Chef’s Kiss: Support Partners Might Get 20 Weeks Paid Parental Leave

If you had a fragile ball of flesh that screamed at all hours of the night, would you like some paid time off, away from your work? That’s right, we’re talking about paid parental leave. At the moment, the Fair Work Commission has stated that the primary carer of a newborn or a newly adopted child can get 18 weeks of paid parental leave, while their partner only gets two weeks. But surely someone’s partner should get more than a school holiday’s worth of time to enjoy the miracle of life, right?

Well, Labor is considering helping these folks out by giving them 20 weeks of parental leave. The latest Minister for Social Services, Amanda Rishworth, told The Australian that such a deal might be on the table as this legislation is currently under review. 

“Society has changed,” Rishworth said. “A lot more men do want to play a role. And a lot of men do say they want to be the primary caregiver for some period of time.”

Moreover, this move might actually be welcomed by the Liberals and the corporate sector. The Liberals will potentially support this idea, because it was originally their proposal and was even once budgeted. The corporate sector may also like it, as some places have already beaten the government to the punch and offered its employees more comprehensive parental leave packages than them.

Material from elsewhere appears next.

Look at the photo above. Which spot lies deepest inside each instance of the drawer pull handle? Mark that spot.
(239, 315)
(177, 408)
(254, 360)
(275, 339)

Related: These Are the Best Countries for Parental Leave and Family Financial Support 

Related: Why Do Australian Dads Feel Uncomfortable Taking Paternity Leave?

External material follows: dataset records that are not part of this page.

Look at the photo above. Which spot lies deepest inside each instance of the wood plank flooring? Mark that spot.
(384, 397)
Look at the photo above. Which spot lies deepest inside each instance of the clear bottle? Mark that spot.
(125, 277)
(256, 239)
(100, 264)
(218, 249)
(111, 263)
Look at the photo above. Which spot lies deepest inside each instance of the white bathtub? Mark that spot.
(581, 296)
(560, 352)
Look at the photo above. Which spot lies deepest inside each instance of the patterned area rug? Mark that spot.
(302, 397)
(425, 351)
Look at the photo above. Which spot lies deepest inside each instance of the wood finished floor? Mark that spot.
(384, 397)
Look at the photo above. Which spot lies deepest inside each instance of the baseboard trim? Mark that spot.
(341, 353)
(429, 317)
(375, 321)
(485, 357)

The current paid parental leave system has recently come under criticism. The Guardian’s Rhiannon Lucy Cosslett went hard after this policy on June 20. She did this after her husband was able to take four months off from his work to help her take care of their newborn child.

She wrote: “He fed me, when I was struggling to feed the child, and sat in on more breastfeeding consultations than anyone should have to. He fed the baby, too, from bottles, right from the beginning… All dads should have this.”

Hopefully, if this 20-week plan comes to fruition, the primary carer policy will be bumped up by another two weeks, so both schemes are equal. After all, every parent deserves enough time with their children.